- this simple per script will fetch the main page of the CIA World Factbook and from there get the list of countries to process from the drop down menu
- It will download each country page using the HTTP header If-Modified-Since comparing the last modification date to the one of the local cache file stored under the directory 'cache'. This directory is created if it does not already exist.
- it will then process each page following a structure identified as of March 2016 whereby sections are identified by h2 tags then followed by a div containing other divs with id 'field' for the categories, with class of 'category' but no id for sub-category and class of 'category_data' for category data. Multiple category data are layed out as paragraph and are concatenated using a double carriage return (\n\n)
- each set of data found for a country are added to a associative array (hash), itself stored as value to a hash key matching the 2 uppercase letter fo the country code (the one from the initial drop-down menu), which follows the GEC standard. More on this here: (https://www.cia.gov/library/publications/the-world-factbook/appendix/appendix-d.html)
- it also downloads the age pyramid for each country if available and stores it under the directory pyramid, which is created automatically if it does not already exist.
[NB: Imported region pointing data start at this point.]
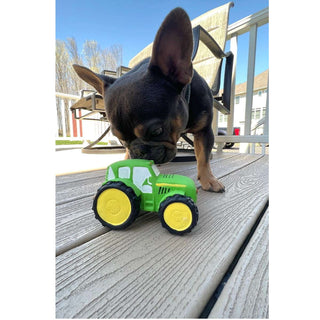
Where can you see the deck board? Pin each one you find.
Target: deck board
(145, 272)
(75, 222)
(246, 294)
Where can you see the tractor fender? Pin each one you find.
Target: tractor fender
(170, 194)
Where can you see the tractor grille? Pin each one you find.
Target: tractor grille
(163, 190)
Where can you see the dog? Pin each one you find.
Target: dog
(147, 107)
- After all countries have been processed, it outputs 2 json files:
- data.json containing all the data stored as a json data
- structure.json to reflect all the possible structure (section, category, sub-category) found while processing all the country file. This is designed to help decide how to organise a SQL database schema.
simply run the script ./scrap_factbook.pl 2>err.log > output.log
It will take a few minutes to complete. You may see error about fetching some pyramid file. That's because some image files do not exist.
- WWW::Mechanize
- HTML::TreeBuilder
- Time::HiRes
- HTTP::Cookies
- HTTP::Date
- File::Basename
- JSON
- IO::File
- This is free code without guarantee of suitability of any kind.